Cattle fall as funds sell
CME live cattle moved lower, weighed by fund liquidation after contracts slid beneath moving average support levels, traders and analysts said.
April live cattle closed down 1.1 cents/lb. to 144.75 cents, below the 10-day moving average of 145.25 and above the 20-day moving average of 144.621 cents.
June ended 1.025 cents lower at 136.475 cents, below the 10-day and 20-day moving averages of 137.203 cents and 136.969 cents.
CME live cattle felt more pressure from uncertainty about prices for slaughter-ready or cash prices this week based on deteriorating packer margins and inconsistent wholesale beef prices.
Last week, cash cattle in Texas and Kansas traded at a record high of $152/cwt, and Nebraska cash cattle hit a $154 record, feedlot sources said.

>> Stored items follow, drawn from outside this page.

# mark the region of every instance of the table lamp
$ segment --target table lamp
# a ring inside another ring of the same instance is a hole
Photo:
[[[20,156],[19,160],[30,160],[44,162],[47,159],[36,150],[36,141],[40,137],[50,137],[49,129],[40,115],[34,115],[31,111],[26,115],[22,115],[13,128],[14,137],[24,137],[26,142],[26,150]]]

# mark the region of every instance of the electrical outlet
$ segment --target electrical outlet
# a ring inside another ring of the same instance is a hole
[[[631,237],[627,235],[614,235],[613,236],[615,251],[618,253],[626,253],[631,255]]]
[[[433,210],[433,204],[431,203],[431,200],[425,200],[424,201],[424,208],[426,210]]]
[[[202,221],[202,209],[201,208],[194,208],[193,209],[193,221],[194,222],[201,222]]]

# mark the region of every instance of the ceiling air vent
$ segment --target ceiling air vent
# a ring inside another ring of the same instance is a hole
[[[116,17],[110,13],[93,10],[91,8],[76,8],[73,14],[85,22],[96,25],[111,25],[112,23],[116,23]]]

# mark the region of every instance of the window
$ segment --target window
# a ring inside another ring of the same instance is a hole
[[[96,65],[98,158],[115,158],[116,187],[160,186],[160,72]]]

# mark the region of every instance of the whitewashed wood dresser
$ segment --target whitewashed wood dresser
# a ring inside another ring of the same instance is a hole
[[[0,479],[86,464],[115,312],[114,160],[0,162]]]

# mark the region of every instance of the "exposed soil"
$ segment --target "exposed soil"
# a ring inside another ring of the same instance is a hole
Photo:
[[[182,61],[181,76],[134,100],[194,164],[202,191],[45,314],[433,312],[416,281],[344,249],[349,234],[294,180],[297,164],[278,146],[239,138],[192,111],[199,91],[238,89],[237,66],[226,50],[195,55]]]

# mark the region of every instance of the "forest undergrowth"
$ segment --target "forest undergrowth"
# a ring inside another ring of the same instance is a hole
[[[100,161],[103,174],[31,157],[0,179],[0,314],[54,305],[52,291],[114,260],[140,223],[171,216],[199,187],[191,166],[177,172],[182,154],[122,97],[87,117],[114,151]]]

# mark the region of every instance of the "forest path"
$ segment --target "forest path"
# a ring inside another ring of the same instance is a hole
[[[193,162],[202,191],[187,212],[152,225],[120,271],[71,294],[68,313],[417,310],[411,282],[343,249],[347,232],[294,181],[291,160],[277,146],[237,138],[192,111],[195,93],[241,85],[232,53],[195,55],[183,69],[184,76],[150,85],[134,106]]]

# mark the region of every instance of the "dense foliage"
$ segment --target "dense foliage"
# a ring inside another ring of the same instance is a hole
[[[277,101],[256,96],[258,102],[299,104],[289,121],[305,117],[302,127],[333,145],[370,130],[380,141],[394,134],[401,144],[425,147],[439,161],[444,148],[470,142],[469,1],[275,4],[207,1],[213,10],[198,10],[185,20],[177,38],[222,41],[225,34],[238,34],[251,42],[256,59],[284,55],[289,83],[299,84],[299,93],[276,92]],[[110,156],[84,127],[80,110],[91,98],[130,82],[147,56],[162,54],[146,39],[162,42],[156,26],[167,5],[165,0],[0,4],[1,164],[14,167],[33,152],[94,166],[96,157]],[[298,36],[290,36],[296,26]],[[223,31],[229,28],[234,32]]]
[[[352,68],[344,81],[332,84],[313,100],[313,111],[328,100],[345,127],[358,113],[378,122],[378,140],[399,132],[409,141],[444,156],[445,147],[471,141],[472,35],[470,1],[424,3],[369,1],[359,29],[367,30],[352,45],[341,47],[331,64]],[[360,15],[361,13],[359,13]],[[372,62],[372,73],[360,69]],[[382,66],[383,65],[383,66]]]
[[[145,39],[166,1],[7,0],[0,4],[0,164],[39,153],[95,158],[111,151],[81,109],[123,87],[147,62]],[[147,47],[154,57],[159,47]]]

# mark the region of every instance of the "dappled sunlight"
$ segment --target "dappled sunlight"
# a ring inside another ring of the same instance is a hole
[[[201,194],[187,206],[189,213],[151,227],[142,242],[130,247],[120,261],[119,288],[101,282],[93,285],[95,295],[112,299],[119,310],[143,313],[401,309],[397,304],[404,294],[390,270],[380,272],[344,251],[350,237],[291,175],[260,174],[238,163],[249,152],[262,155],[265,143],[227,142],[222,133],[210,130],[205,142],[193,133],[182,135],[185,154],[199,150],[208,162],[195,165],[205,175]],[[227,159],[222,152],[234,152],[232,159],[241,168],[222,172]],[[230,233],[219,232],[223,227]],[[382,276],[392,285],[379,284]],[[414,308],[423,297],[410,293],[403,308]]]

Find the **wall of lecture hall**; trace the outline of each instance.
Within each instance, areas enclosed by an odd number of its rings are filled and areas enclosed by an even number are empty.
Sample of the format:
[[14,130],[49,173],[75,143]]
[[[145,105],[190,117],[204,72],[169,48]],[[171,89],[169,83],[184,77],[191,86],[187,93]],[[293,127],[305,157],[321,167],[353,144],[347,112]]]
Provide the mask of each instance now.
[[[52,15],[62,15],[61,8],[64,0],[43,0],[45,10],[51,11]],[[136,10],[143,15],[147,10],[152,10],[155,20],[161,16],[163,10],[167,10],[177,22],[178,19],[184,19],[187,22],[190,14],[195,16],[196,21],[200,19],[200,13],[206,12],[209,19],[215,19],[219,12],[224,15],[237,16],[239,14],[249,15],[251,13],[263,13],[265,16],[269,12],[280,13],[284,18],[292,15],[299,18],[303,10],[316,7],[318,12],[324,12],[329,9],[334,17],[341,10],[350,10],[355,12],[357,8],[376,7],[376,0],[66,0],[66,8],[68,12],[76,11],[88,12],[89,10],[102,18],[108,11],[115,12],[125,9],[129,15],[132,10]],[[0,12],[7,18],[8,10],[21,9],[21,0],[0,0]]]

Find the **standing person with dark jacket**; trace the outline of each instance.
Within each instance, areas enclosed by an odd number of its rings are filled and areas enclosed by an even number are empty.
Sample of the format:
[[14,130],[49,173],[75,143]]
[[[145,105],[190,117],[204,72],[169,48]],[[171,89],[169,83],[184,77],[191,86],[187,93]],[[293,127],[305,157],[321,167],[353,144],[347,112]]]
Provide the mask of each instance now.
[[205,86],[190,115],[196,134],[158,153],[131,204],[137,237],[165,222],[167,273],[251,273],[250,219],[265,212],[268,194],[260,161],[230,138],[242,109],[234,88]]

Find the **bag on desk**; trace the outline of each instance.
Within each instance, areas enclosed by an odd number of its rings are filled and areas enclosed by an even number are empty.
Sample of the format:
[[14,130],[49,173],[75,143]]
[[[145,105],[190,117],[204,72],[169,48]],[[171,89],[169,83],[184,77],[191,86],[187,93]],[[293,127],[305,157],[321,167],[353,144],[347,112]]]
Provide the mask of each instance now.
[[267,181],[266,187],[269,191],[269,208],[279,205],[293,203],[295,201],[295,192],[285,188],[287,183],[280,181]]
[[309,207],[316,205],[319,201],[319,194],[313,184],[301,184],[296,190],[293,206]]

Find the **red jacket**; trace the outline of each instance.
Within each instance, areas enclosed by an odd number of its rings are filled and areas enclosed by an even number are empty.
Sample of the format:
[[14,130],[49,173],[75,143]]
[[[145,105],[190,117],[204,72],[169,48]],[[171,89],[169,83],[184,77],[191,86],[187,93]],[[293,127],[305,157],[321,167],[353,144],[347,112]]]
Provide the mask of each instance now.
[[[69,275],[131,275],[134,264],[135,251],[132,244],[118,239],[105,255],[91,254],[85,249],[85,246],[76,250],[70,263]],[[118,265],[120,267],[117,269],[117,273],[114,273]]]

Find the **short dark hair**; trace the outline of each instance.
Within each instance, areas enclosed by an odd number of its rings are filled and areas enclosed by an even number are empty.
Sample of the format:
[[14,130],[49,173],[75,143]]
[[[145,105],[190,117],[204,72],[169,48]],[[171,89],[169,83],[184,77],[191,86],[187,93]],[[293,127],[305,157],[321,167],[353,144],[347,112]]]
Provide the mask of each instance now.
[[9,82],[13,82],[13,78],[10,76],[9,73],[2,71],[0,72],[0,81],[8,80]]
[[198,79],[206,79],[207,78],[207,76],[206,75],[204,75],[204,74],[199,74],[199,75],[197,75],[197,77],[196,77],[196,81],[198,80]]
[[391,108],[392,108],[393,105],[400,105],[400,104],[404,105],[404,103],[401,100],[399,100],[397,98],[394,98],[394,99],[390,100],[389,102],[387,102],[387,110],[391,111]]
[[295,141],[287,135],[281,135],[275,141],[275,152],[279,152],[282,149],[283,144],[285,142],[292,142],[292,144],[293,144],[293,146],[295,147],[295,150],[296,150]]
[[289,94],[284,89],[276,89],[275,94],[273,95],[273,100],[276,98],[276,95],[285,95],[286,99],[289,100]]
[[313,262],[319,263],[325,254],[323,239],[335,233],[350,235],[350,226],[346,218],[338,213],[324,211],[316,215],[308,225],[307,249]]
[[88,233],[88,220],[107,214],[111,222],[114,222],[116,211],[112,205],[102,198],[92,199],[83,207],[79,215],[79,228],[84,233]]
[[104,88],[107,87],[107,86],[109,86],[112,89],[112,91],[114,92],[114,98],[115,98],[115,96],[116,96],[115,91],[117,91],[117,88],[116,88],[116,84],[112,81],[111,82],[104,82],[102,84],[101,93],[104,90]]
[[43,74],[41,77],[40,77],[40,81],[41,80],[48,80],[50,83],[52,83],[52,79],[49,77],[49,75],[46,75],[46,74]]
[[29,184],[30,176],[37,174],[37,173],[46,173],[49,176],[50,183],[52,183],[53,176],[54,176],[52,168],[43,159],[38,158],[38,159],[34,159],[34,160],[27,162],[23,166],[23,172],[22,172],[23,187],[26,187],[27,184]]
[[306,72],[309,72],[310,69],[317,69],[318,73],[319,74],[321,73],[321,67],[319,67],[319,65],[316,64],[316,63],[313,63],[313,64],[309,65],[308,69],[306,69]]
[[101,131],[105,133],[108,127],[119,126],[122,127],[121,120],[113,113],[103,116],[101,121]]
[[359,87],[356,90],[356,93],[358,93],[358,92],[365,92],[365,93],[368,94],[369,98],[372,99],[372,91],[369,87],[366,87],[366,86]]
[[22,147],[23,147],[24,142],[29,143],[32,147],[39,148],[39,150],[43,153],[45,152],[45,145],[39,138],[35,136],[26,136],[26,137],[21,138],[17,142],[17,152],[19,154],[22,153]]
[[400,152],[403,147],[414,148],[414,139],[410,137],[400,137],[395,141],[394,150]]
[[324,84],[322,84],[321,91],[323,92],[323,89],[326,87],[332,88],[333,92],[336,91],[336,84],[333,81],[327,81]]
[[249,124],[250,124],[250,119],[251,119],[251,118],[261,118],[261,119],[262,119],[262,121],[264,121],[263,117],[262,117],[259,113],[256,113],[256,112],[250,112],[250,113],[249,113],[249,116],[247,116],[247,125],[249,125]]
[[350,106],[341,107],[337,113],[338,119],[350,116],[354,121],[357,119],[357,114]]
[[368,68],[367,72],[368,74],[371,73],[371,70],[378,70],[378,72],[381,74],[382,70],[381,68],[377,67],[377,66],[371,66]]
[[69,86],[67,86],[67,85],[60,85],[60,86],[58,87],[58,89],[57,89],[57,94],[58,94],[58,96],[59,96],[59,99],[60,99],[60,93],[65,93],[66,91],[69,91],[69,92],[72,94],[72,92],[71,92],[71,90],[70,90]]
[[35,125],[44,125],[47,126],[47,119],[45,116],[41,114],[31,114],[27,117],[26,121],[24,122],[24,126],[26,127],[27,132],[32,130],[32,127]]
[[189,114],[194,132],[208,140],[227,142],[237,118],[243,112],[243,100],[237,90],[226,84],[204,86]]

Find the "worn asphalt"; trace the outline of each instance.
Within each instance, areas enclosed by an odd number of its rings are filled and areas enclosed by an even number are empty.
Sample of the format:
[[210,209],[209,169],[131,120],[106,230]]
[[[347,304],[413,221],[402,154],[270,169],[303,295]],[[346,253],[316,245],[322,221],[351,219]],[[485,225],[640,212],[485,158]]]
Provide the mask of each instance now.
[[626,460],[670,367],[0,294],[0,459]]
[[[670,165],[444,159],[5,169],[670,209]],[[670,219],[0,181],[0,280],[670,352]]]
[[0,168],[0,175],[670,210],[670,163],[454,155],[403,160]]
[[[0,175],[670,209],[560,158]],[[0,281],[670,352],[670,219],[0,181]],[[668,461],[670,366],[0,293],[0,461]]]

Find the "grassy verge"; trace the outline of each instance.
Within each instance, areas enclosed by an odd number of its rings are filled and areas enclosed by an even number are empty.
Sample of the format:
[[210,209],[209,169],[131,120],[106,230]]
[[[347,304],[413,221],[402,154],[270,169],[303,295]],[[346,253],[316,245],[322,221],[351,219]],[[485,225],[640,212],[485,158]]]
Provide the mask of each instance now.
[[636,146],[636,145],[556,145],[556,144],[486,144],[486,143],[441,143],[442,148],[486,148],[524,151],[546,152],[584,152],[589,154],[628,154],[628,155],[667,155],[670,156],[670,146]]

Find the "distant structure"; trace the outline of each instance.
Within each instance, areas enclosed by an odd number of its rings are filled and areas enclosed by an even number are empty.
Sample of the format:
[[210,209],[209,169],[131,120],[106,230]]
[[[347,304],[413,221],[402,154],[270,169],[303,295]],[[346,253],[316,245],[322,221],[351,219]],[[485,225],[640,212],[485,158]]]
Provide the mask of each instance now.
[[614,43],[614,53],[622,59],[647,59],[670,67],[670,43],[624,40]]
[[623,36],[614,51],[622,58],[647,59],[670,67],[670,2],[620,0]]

The early wholesale choice beef price rose 66 cents/cwt from Monday to $234.45. Select cuts gained 79 cents to $225.80, based on USDA data.
HedgersEdge.com calculated the beef packer margins for Tuesday at an estimated negative $76.95 per head, compared with a negative $58.30 on Monday and a negative 35 cents a week ago.
Some April losses were tied to investors exiting that contract before the first notice day for live cattle deliveries on Monday.
Feeder cattle futures fell, pressured by CME live cattle’s selloff and higher corn prices.
April closed 0.575 cent/lb. lower at 176.45 cents, and May ended down 1.075 cents to 176.775 cents.
— Theopolis Waters reports on livestock futures markets for Reuters from Chicago.